The lottery, Wilson proposes, would be overseen by a board of at least five members, including three volunteer citizens – one from each geographic area of the county – a citizen appointed by the copyright holder and possibly a county commissioner.

The five-member board would oversee a minimum of three committees, each made up of at least three people for each of the geographic areas. They would evaluate requests for funding and send those lists to the lottery board for review.

“There will be no restrictions on requests for funding,” Wilson wrote. “From Little League to Scouts, police and fire departments, to school groups and senior organizations – all requests for funds will be considered and evaluated according to need and available funds.”

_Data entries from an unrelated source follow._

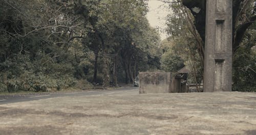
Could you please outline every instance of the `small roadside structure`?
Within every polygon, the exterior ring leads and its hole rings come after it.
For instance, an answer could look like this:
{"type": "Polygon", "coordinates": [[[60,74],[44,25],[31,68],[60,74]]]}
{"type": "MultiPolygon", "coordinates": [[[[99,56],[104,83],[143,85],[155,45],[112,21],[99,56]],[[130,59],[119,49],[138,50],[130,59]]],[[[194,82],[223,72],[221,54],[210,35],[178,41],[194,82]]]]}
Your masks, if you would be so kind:
{"type": "Polygon", "coordinates": [[[170,72],[140,72],[139,78],[139,94],[171,92],[170,72]]]}
{"type": "Polygon", "coordinates": [[[179,70],[172,82],[174,87],[173,89],[176,89],[177,93],[188,92],[189,86],[187,82],[188,75],[190,73],[190,71],[187,66],[184,66],[179,70]]]}
{"type": "Polygon", "coordinates": [[[140,72],[139,94],[187,93],[189,73],[186,66],[175,75],[170,72],[140,72]]]}

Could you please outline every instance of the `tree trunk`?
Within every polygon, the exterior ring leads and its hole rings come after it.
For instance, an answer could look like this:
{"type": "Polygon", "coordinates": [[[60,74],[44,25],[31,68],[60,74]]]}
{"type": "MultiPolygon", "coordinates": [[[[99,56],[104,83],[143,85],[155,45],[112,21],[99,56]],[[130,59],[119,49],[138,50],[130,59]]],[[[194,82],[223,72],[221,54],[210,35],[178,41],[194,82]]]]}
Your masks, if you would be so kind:
{"type": "Polygon", "coordinates": [[[103,84],[102,87],[109,86],[109,66],[108,66],[108,59],[106,57],[106,53],[103,51],[103,84]]]}
{"type": "Polygon", "coordinates": [[[125,61],[124,62],[124,71],[125,72],[125,83],[127,84],[130,83],[130,76],[129,76],[129,72],[128,71],[128,66],[127,66],[127,63],[126,62],[127,61],[125,61]]]}
{"type": "Polygon", "coordinates": [[[97,75],[98,72],[98,54],[99,53],[98,52],[95,52],[94,55],[95,55],[95,58],[94,59],[94,73],[93,74],[93,82],[95,83],[97,83],[97,75]]]}
{"type": "Polygon", "coordinates": [[[118,87],[117,84],[117,55],[114,58],[114,85],[118,87]]]}
{"type": "Polygon", "coordinates": [[[133,83],[133,82],[134,81],[134,78],[133,77],[133,72],[132,72],[132,66],[131,63],[131,61],[130,60],[128,64],[128,73],[130,77],[130,80],[129,80],[130,83],[133,83]]]}

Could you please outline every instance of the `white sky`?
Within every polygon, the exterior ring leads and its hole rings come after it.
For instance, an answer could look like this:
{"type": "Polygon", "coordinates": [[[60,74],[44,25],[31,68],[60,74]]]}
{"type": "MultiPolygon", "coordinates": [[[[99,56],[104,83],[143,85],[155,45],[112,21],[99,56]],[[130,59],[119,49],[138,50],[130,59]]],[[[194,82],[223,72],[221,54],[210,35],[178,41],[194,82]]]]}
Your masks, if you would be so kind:
{"type": "MultiPolygon", "coordinates": [[[[157,0],[149,1],[150,11],[147,13],[147,18],[152,27],[159,27],[163,29],[166,27],[165,18],[168,14],[168,11],[163,5],[164,3],[157,0]]],[[[166,33],[161,33],[160,35],[162,40],[167,37],[166,33]]]]}

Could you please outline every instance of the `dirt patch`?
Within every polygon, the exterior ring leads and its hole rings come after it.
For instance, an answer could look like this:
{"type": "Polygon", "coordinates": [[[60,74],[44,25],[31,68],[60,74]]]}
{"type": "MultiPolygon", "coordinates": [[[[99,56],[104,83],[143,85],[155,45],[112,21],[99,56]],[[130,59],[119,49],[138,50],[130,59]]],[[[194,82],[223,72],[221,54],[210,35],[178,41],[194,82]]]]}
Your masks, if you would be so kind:
{"type": "Polygon", "coordinates": [[[44,111],[36,111],[31,109],[12,108],[0,111],[0,117],[8,116],[22,116],[28,114],[42,114],[44,111]]]}
{"type": "Polygon", "coordinates": [[[245,131],[246,134],[255,135],[256,134],[256,130],[247,130],[245,131]]]}
{"type": "Polygon", "coordinates": [[[9,109],[9,108],[8,108],[8,107],[0,106],[0,110],[5,110],[5,109],[9,109]]]}
{"type": "Polygon", "coordinates": [[[65,128],[51,125],[0,127],[1,134],[60,134],[65,128]]]}

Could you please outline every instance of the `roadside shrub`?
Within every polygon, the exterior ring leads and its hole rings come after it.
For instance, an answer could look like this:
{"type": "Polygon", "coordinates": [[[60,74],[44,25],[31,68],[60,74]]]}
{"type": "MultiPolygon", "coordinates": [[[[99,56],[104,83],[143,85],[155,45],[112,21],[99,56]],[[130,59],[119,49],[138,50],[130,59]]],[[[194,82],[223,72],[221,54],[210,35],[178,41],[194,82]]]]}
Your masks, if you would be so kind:
{"type": "Polygon", "coordinates": [[[7,86],[4,83],[0,83],[0,93],[7,92],[7,86]]]}
{"type": "Polygon", "coordinates": [[[76,87],[81,89],[86,89],[92,88],[93,85],[87,80],[79,80],[76,85],[76,87]]]}
{"type": "Polygon", "coordinates": [[[8,80],[6,89],[9,92],[51,92],[73,87],[77,82],[76,79],[68,76],[54,78],[42,74],[25,72],[18,78],[8,80]]]}

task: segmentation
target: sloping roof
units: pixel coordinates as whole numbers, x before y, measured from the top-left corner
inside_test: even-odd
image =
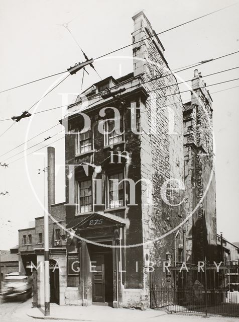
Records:
[[[11,254],[10,251],[7,251],[3,254],[1,253],[1,263],[4,262],[18,262],[18,255]]]

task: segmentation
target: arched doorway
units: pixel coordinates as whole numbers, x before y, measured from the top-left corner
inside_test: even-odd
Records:
[[[60,304],[59,266],[55,260],[50,260],[50,302]]]

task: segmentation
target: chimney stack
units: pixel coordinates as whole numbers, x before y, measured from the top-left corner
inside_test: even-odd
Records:
[[[51,213],[51,205],[55,203],[55,148],[52,146],[48,146],[47,148],[47,165],[48,212]]]

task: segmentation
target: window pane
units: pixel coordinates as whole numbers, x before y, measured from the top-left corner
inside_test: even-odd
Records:
[[[111,175],[108,179],[108,207],[123,207],[125,201],[123,174]]]
[[[77,185],[77,184],[76,184]],[[80,181],[79,185],[79,191],[76,189],[77,194],[76,199],[78,201],[77,212],[89,212],[92,211],[92,187],[91,181]],[[77,186],[77,185],[76,185]]]
[[[91,149],[91,129],[84,133],[77,133],[75,138],[75,153],[79,154]]]

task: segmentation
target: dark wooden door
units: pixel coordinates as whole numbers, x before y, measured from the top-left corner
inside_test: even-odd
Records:
[[[104,261],[103,254],[91,257],[93,302],[105,302]],[[95,267],[94,267],[95,266]]]
[[[50,302],[60,304],[59,269],[50,270]]]

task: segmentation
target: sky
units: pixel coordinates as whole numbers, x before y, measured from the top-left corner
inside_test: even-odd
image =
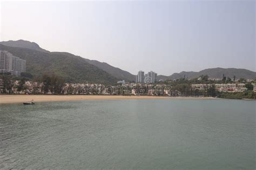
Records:
[[[256,1],[2,1],[0,40],[33,41],[136,74],[256,71]]]

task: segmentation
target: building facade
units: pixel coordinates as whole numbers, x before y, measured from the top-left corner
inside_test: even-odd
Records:
[[[150,71],[145,75],[145,83],[154,83],[157,81],[157,74],[153,71]]]
[[[0,73],[21,75],[26,71],[26,60],[13,55],[6,51],[0,51]]]
[[[144,72],[142,70],[138,72],[138,75],[136,76],[136,83],[144,83],[145,81]]]

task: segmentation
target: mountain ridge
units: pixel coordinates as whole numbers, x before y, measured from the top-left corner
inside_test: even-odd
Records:
[[[3,44],[7,44],[8,45],[3,45]],[[112,77],[111,78],[110,78],[110,79],[111,79],[112,80],[113,80],[113,78],[114,78],[114,79],[115,80],[115,81],[125,80],[126,81],[134,81],[136,80],[135,75],[133,75],[131,74],[130,73],[129,73],[129,72],[122,70],[118,67],[115,67],[114,66],[112,66],[106,62],[100,62],[95,60],[90,60],[90,59],[86,59],[86,58],[84,58],[78,55],[73,55],[68,52],[50,52],[48,51],[46,51],[44,49],[41,48],[40,46],[35,42],[30,42],[29,41],[23,40],[19,40],[17,41],[9,40],[8,41],[0,42],[0,45],[3,46],[4,47],[5,47],[3,48],[5,49],[6,48],[8,48],[8,47],[12,47],[12,48],[17,48],[17,49],[19,49],[19,50],[21,50],[20,48],[23,48],[23,50],[25,50],[25,51],[26,51],[26,49],[27,49],[26,50],[29,51],[29,50],[33,50],[34,51],[34,52],[33,52],[33,53],[36,53],[35,52],[37,51],[37,52],[40,52],[42,53],[50,54],[48,54],[48,55],[52,56],[55,56],[55,58],[56,57],[58,58],[58,56],[59,56],[60,55],[61,56],[60,58],[63,58],[63,59],[65,58],[65,60],[68,60],[69,59],[69,60],[71,60],[70,61],[72,62],[80,62],[84,64],[84,66],[85,66],[85,68],[83,67],[82,68],[84,68],[84,69],[85,69],[86,70],[87,70],[88,68],[91,68],[92,69],[95,70],[95,71],[97,72],[96,70],[97,70],[97,68],[94,67],[96,67],[99,69],[99,70],[98,70],[98,72],[102,73],[102,72],[103,71],[105,73],[107,73],[107,76],[106,74],[104,74],[105,73],[103,74],[107,76],[107,76]],[[3,46],[2,46],[2,48],[0,48],[0,49],[3,49]],[[14,51],[14,49],[15,48],[12,48],[12,50]],[[14,51],[15,51],[15,50],[14,50]],[[15,54],[16,54],[17,56],[19,56],[19,54],[17,54],[17,53]],[[41,53],[40,55],[41,55],[42,56],[44,56],[45,55],[47,55],[46,54],[43,54],[43,53]],[[64,56],[68,56],[69,58],[66,59],[66,58],[64,57]],[[48,57],[49,57],[49,56]],[[39,58],[38,59],[38,61],[41,61],[42,60],[42,59]],[[61,62],[61,61],[55,61],[54,57],[53,58],[53,61],[55,61],[54,62]],[[76,61],[72,61],[73,60],[75,60]],[[66,61],[66,60],[65,60],[65,61],[66,62],[69,62],[69,61]],[[56,63],[53,63],[53,64],[51,63],[51,61],[48,61],[48,62],[49,63],[50,63],[50,65],[51,66],[53,65],[55,65],[56,68],[59,67],[60,69],[62,69],[62,67],[60,67],[61,66],[59,66],[59,65],[58,65]],[[36,62],[33,62],[33,63],[35,63],[35,64],[37,65]],[[61,63],[63,63],[63,62],[61,62]],[[30,64],[30,62],[29,62],[28,64]],[[64,63],[64,64],[65,64],[65,63]],[[75,63],[73,63],[73,64],[75,65],[76,65]],[[78,63],[77,63],[76,64],[78,65],[78,66],[79,65]],[[92,66],[93,66],[93,67],[92,67]],[[64,67],[66,67],[66,68],[69,68],[69,65],[66,64],[64,65],[64,66],[63,66]],[[28,70],[32,71],[32,72],[35,70],[36,70],[36,72],[40,72],[40,70],[38,70],[38,69],[37,69],[36,68],[35,68],[35,69],[33,70],[33,71],[30,70],[29,70],[30,67],[31,67],[31,66],[28,67],[29,68]],[[76,69],[76,68],[75,68],[75,66],[72,66],[72,69]],[[46,68],[48,68],[48,67],[46,67]],[[40,67],[39,67],[39,68],[40,68]],[[58,70],[56,70],[56,68],[52,68],[51,69],[52,70],[56,70],[56,71],[58,73]],[[76,74],[79,74],[79,72],[78,72],[78,70],[77,70],[76,72],[77,72]],[[88,70],[87,70],[87,72],[91,73]],[[91,73],[91,74],[92,74],[92,75],[93,75],[93,73]],[[233,78],[234,75],[235,76],[237,79],[242,77],[242,78],[246,78],[246,79],[253,79],[256,77],[256,72],[254,72],[248,69],[242,69],[242,68],[220,68],[220,67],[217,67],[217,68],[207,68],[207,69],[200,70],[199,72],[183,71],[180,73],[174,73],[169,76],[159,75],[157,76],[157,80],[166,80],[177,79],[184,77],[184,75],[186,78],[191,79],[191,78],[193,78],[193,77],[197,77],[201,74],[207,74],[209,76],[209,77],[211,78],[221,79],[223,77],[223,74],[224,74],[225,76],[230,77],[231,78]],[[104,81],[106,80],[106,79],[102,77],[100,75],[98,75],[98,76],[99,76],[99,79],[103,79]],[[81,81],[80,79],[78,79],[79,80],[79,81]],[[72,80],[72,81],[75,80],[73,79],[73,77],[72,77],[72,76],[70,77],[69,80]],[[93,79],[93,81],[96,81],[96,79],[94,78]]]
[[[223,74],[226,77],[233,79],[235,76],[236,79],[245,78],[254,79],[256,77],[256,72],[244,68],[221,67],[211,68],[201,70],[199,72],[181,72],[174,73],[170,76],[160,75],[158,76],[158,80],[174,80],[185,77],[188,79],[198,77],[202,74],[207,74],[210,78],[221,79]]]
[[[12,47],[25,48],[41,52],[50,52],[49,51],[45,50],[40,47],[39,45],[35,42],[30,42],[29,41],[24,40],[22,39],[17,41],[9,40],[6,41],[1,41],[0,42],[0,44]]]

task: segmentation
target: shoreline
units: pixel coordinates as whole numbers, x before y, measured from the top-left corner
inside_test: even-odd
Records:
[[[211,97],[170,97],[154,96],[116,96],[116,95],[1,95],[0,104],[18,103],[33,100],[39,102],[73,101],[79,100],[131,99],[216,99]]]

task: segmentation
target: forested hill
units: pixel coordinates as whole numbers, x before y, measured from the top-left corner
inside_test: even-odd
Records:
[[[198,72],[181,72],[179,73],[173,73],[170,76],[164,75],[158,76],[158,79],[173,80],[179,78],[183,78],[185,76],[186,78],[198,77],[202,74],[207,74],[211,78],[222,79],[223,74],[227,77],[233,79],[234,76],[236,79],[245,78],[248,79],[254,79],[256,77],[256,72],[254,72],[246,69],[241,68],[208,68]]]
[[[84,58],[68,53],[45,52],[29,48],[6,46],[9,52],[26,61],[26,72],[34,77],[54,73],[67,82],[113,84],[118,80],[105,71],[87,62]]]

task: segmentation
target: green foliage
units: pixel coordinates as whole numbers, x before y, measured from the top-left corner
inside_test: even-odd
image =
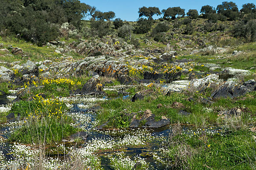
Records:
[[[164,33],[168,31],[169,27],[164,23],[159,23],[152,31],[152,36],[156,41],[160,41],[164,38]]]
[[[131,33],[134,28],[130,24],[125,24],[117,30],[118,36],[124,38],[125,41],[131,38]]]
[[[191,24],[187,25],[184,29],[184,34],[185,34],[191,35],[195,31],[195,28]]]
[[[135,47],[138,48],[140,45],[140,41],[139,40],[138,38],[135,38],[134,37],[132,37],[131,39],[131,41],[130,41],[130,43],[131,44],[132,44]]]
[[[92,21],[91,24],[93,33],[100,38],[110,33],[111,31],[111,26],[110,22],[105,22],[102,20]]]
[[[196,19],[198,17],[198,12],[196,9],[189,9],[186,14],[192,19]]]
[[[243,12],[244,14],[252,13],[256,9],[256,6],[253,3],[247,3],[243,4],[242,7],[240,12]]]
[[[256,20],[250,20],[246,23],[239,22],[235,25],[233,30],[235,37],[243,37],[247,41],[256,40]]]
[[[227,17],[230,20],[233,20],[239,16],[237,6],[233,2],[223,2],[217,6],[216,10],[218,14]]]
[[[122,20],[120,18],[116,18],[113,21],[113,25],[115,26],[115,29],[117,29],[124,25]]]
[[[152,19],[152,17],[154,15],[160,15],[161,14],[159,8],[155,7],[147,8],[143,6],[142,8],[140,8],[138,13],[139,17],[144,16],[151,20]]]
[[[146,33],[151,29],[152,25],[153,20],[140,18],[137,21],[134,31],[137,34]]]
[[[25,144],[54,143],[75,133],[77,130],[70,125],[71,121],[53,119],[43,119],[42,121],[28,120],[26,126],[13,133],[9,140]]]
[[[174,20],[176,15],[183,17],[185,15],[185,9],[182,9],[180,7],[168,8],[166,10],[163,10],[162,12],[165,17],[171,17],[172,19]]]
[[[42,45],[55,40],[58,26],[68,22],[79,28],[90,6],[78,0],[0,2],[0,27]]]
[[[213,7],[209,5],[203,6],[201,8],[200,12],[203,13],[205,17],[205,14],[216,14],[216,10],[213,9]]]
[[[213,169],[252,169],[256,158],[253,135],[241,130],[211,135],[202,130],[192,135],[178,134],[169,139],[165,146],[169,150],[163,156],[169,161],[166,165],[180,168],[205,170],[207,164]],[[190,157],[180,160],[174,157],[177,153],[181,155],[177,156],[186,153]]]
[[[192,20],[189,18],[186,18],[182,21],[182,24],[188,25],[192,22]]]

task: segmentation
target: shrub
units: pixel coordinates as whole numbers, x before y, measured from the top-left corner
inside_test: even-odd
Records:
[[[124,38],[125,41],[131,37],[131,33],[134,28],[131,25],[125,24],[120,27],[117,30],[118,36]]]
[[[152,31],[152,36],[155,41],[160,41],[165,37],[165,32],[168,31],[169,27],[163,23],[159,23]]]
[[[153,20],[140,18],[137,21],[135,32],[137,34],[146,33],[151,29]]]
[[[198,17],[198,12],[196,9],[189,9],[186,14],[192,19],[196,19]]]
[[[237,23],[233,30],[233,36],[236,38],[243,37],[247,42],[256,41],[256,20]]]
[[[111,31],[111,23],[102,20],[94,21],[91,23],[92,31],[94,34],[102,38]]]
[[[193,27],[193,25],[191,24],[190,24],[189,25],[187,25],[184,31],[184,34],[188,35],[191,35],[193,34],[195,30],[194,27]]]
[[[140,45],[140,44],[139,39],[135,38],[133,37],[131,37],[131,41],[130,42],[130,43],[134,45],[136,48],[138,47]]]
[[[187,25],[190,24],[192,22],[192,20],[189,18],[186,18],[182,21],[182,24]]]
[[[113,25],[115,26],[115,29],[117,29],[121,27],[124,25],[124,23],[121,18],[116,18],[113,21]]]

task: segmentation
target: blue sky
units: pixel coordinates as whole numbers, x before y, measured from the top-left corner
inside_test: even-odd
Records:
[[[160,11],[169,7],[180,6],[185,9],[186,13],[189,9],[197,9],[200,12],[202,6],[209,5],[216,8],[225,0],[80,0],[82,3],[85,3],[91,6],[95,6],[96,8],[102,11],[112,11],[116,13],[116,18],[120,18],[123,20],[129,21],[136,21],[139,17],[138,11],[139,8],[145,6],[156,6],[159,8]],[[228,2],[230,1],[227,0]],[[240,10],[242,5],[247,3],[254,3],[255,0],[233,0],[237,5]],[[154,17],[154,18],[156,18]]]

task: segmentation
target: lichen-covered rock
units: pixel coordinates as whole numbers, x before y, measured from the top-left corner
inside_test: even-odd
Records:
[[[244,83],[244,85],[246,85],[248,84]],[[256,88],[255,86],[252,85],[249,87],[246,85],[238,85],[233,82],[228,82],[219,87],[211,96],[212,99],[228,97],[233,99],[255,91]]]
[[[38,68],[30,60],[28,60],[23,66],[23,74],[33,74],[36,76],[38,76]]]
[[[89,80],[81,90],[78,89],[75,94],[92,94],[102,93],[102,85],[100,84],[99,76],[97,75]]]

Wilson projects, for example, that if the first week brought in $100,000 in ticket sales, half would go to the county and the rest to the jackpot.

At the end of seven weeks, Wilson projects, the county would receive $412,500 and winners would get $310,000.

“Even if it took some time to reach these figures, it would still be profitable,” Wilson wrote. “Based on these projections, in one year, $3 million would go to the county and $2 million to $3 million to winners, based on ticket sales.”

The county’s percentage of the funds would be capped – the proposal doesn’t indicate a percentage – that can be raised to account for inflation. When that cap is reached, excess funds would be diverted into a Community Enhancement Fund.

That fund would be comprised of three pots of money, one for each geographic area of the county, with revenue to each based on the amount of money generated in each part of the county.

Revenue would be awarded to charitable, educational, benevolent or community-centered groups for activities and needs – regardless if they are recognized by the federal government as being non-profit organizations.

The Rainy Day Fund would be used in the event of a disaster, although the overview doesn’t indicate what that might include.

“And startup costs would be nowhere near the $500,000, like a sales tax,” DeHaven said. “Tops 75, 100 grand.”

Smith is curious about the thinking – and all the work so far – behind the proposal.

“It could be possibly a diversion to the whole (tax) issue,” he said. “I’m at a loss. If I was able to change the law, I would change the Endangered Species Act so we can go back in the forests and put people back to work in the woods. But this (lottery) is just something we cannot do.”

“This is for the betterment of the people,” DeHaven said. “It’s just a good idea – altruism at its finest.”

He said people he’s talked to have been overwhelmingly supportive of the idea.

“People are digging it,” he said. “Even if you don’t play, a better economy affects everybody. It betters the community.